Passing the law against concealing one's face in public spaces in 2010, the French government argued that the ban helps protect public safety, prevent identity fraud and protect women who are forced the wear the veil. The law has since sparked fierce debate between religious freedom advocates and those who argue that the Islamic veil is demeaning and oppressive to women.
While the ECHR ruled that the ban wasn't justified on public-safety grounds or protecting women's rights, the ban was legitimate on the basis of "improving social cohesion."
"The court was … able to accept that the barrier raised against others by a veil concealing the face was perceived by the respondent state as breaching the right of others to live in a space of socialization which made living together easier," according to the ruling.
However, since the passing of the law, there has been a signficant increase in discrimination, verbal and physical violence against women in veils and numerous instances of people taking the law into their own hands by ripping off veils, refusing entry to veiled women and even bus drivers refusing to carry women in veils.
So much for "socialization."
A 24-year-old French woman of Pakistani origin took the case to court in November arguing that the law restricted her ability to live freely according to her religion, culture and beliefs. Represented by solicitors from Birmingham in the U.K., they argued that the law was "inhumane and degrading, against the right of respect for family and private life, freedom of thought, conscience and religion, freedom of speech and discriminatory."
Image Credit: Getty Images. The attorneys representing the woman who brought the complaint forward to the ECHR.
The French government responded by asking that the court throw out the case, claiming that the law was aimed at any covering of the face in a public area and not just the burqa. Apparently, it also applies to hoods and helmets when not working on a motor vehicle, although those cases have not been targeted, fined or arrested yet.
French politicians in favor of the ban have continued to argue that the government is acting to "protect gender equality" and the "dignity of women." Some have even referred to it as a "walking coffin, a muzzle."
Gender inequality in France's Muslim communities will hardly be remedied by the ban, and that's because this isn't actually about women's rights — it has much deeper, more harmful roots. It underscores Europe's harsh attitude toward immigrants, as well as the discomfort and perceived threat of the growth of Islam and immigrants to French identity. What they have as a result is a harmful, racist and highly undemocratic law loosely held together under the pretense of empowerment, protection and secularism.
Last I checked, telling women what they should or should not wear does not scream liberté, egalité, fraternité.

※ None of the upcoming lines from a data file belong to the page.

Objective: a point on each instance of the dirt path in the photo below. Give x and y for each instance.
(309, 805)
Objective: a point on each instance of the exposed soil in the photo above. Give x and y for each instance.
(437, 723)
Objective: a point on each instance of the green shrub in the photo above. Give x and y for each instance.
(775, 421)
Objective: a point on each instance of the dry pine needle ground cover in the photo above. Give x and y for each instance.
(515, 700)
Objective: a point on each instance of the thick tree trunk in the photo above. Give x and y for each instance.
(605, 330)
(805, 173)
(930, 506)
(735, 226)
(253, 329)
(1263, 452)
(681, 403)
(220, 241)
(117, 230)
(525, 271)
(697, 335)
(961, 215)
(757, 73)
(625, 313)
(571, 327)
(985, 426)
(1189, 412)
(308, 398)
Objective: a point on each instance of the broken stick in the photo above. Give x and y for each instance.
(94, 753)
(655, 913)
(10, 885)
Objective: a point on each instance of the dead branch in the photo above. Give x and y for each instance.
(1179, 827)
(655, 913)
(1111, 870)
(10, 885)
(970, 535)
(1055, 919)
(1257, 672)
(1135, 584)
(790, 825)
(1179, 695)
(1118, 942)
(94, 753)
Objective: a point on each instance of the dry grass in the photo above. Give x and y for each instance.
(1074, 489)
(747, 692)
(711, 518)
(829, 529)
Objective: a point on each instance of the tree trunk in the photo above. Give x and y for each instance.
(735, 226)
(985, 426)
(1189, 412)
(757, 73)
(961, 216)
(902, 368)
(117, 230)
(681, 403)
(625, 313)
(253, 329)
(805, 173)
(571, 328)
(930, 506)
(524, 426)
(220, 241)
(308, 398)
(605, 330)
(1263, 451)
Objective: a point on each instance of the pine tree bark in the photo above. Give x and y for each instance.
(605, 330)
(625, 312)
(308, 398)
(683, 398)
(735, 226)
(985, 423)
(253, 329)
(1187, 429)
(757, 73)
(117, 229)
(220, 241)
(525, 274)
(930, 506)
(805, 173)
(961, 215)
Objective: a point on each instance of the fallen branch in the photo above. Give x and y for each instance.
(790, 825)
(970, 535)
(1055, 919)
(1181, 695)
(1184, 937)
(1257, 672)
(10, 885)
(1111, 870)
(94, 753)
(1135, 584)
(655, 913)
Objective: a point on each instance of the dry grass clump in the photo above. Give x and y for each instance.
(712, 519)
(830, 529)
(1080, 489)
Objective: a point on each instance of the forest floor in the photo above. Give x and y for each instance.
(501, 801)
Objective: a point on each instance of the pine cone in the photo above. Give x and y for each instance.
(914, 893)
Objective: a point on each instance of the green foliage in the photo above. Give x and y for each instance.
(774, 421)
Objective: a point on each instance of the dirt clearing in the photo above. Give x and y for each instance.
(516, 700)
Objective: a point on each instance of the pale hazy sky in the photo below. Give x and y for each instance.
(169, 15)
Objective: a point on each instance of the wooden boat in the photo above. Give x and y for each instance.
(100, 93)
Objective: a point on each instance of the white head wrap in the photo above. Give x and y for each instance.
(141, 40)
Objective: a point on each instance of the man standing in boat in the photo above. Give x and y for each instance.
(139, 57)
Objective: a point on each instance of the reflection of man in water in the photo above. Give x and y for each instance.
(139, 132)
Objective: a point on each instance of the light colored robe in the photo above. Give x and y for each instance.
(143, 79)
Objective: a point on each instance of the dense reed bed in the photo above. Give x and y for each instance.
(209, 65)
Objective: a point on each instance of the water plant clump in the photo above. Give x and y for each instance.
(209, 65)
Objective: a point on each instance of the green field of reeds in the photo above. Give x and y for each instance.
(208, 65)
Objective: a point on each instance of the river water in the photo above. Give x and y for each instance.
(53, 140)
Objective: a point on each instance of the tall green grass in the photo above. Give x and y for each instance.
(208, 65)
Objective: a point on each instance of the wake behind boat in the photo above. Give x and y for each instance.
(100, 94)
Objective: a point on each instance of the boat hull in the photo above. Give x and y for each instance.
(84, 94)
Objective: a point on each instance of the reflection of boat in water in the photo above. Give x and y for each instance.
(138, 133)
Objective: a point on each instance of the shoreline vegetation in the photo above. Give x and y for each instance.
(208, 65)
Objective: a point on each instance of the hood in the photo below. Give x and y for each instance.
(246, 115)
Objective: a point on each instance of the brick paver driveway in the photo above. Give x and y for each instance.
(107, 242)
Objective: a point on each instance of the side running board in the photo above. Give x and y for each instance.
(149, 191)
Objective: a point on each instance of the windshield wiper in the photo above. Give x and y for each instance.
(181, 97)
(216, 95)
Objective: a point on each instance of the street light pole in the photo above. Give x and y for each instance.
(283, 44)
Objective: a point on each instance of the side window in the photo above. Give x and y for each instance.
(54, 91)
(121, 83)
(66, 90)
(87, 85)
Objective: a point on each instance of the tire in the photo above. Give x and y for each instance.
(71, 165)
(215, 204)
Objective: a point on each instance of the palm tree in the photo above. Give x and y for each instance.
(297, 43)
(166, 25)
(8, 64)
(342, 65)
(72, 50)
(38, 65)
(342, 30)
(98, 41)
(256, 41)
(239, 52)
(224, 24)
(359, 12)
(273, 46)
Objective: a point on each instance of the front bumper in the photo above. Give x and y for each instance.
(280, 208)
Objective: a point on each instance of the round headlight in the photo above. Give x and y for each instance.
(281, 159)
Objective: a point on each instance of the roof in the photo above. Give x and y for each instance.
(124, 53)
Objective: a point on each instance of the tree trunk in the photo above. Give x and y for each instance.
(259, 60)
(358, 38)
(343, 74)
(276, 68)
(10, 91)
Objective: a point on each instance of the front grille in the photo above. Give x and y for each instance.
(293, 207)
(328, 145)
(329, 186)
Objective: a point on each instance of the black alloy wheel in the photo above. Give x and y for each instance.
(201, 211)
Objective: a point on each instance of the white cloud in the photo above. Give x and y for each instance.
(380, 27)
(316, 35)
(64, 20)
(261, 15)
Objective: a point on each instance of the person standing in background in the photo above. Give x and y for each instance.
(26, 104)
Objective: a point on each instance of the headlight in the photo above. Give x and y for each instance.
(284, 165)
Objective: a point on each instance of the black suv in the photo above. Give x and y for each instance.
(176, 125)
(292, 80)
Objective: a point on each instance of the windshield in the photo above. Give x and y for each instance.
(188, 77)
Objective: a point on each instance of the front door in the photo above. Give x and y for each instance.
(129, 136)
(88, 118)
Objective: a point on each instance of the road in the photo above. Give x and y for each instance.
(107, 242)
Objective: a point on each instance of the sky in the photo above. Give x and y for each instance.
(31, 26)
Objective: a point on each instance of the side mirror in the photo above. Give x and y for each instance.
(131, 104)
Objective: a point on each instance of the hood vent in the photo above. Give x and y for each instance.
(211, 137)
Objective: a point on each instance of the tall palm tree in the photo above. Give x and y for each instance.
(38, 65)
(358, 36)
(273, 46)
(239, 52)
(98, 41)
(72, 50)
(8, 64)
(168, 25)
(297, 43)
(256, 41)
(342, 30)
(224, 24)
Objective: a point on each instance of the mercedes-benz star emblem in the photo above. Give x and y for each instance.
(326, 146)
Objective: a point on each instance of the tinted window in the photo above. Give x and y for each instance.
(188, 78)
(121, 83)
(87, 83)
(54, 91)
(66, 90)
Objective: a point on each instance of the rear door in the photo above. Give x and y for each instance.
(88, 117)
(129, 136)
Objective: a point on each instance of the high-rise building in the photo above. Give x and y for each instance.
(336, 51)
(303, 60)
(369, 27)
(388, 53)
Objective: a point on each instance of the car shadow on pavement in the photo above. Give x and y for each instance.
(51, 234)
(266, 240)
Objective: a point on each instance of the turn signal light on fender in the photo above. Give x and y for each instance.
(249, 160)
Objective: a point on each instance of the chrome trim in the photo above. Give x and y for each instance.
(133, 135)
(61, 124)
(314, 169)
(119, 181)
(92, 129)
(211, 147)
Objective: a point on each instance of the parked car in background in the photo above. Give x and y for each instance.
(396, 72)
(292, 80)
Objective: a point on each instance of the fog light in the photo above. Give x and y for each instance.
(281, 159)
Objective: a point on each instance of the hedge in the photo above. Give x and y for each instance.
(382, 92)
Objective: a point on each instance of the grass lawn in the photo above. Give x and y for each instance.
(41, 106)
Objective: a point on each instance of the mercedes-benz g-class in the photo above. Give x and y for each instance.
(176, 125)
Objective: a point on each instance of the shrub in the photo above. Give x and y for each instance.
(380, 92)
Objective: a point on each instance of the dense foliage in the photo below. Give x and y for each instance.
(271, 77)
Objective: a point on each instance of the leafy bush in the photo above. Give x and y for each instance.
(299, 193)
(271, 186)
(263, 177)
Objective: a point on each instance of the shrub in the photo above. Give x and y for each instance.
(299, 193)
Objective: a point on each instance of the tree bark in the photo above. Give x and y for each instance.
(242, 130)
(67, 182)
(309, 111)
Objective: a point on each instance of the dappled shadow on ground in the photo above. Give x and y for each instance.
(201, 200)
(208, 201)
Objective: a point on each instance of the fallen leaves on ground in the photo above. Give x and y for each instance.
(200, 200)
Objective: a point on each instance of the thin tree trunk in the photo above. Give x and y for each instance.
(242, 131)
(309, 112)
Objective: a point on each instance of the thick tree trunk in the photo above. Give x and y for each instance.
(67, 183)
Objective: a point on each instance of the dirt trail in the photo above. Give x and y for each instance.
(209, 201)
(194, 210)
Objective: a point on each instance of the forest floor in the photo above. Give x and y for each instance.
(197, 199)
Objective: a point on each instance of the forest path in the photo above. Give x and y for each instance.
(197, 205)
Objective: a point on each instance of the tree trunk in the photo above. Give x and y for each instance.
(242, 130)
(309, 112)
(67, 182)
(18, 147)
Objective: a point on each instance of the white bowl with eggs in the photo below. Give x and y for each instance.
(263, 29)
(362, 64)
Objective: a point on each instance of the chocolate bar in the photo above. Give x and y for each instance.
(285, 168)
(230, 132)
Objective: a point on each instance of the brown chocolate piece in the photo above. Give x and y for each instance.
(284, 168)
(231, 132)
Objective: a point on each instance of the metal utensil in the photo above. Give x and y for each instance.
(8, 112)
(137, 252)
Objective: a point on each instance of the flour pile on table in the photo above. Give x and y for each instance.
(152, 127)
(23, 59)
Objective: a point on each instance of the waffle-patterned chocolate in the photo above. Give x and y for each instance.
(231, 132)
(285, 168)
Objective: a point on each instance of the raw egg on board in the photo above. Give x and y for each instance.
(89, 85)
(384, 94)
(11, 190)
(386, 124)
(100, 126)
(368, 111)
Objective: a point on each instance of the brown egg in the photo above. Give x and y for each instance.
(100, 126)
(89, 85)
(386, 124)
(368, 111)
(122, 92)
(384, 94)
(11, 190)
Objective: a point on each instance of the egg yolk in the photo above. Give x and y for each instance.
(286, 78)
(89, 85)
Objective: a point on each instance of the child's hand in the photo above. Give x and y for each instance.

According to the International League for Women's Rights President Annie Sugier, "The full-face veil, by literally burying the body and the face, constitutes a true deletion of the woman as an individual in public." Ironic, considering the fact that the woman who brought the case to the European court wasfighting for her rights, her voice and those of thousands of other women in the country.
As Mic editor Sara Yasin aptly put it: "It's pretty ludicrous to think that oppression is somehow proportional to how covered or uncovered someone's body is. Both sides of this argument present a shallow understanding of women's empowerment, which only drowns out the substantive challenges facing all women — issues that cannot be encapsulated in a debate about a piece of fabric."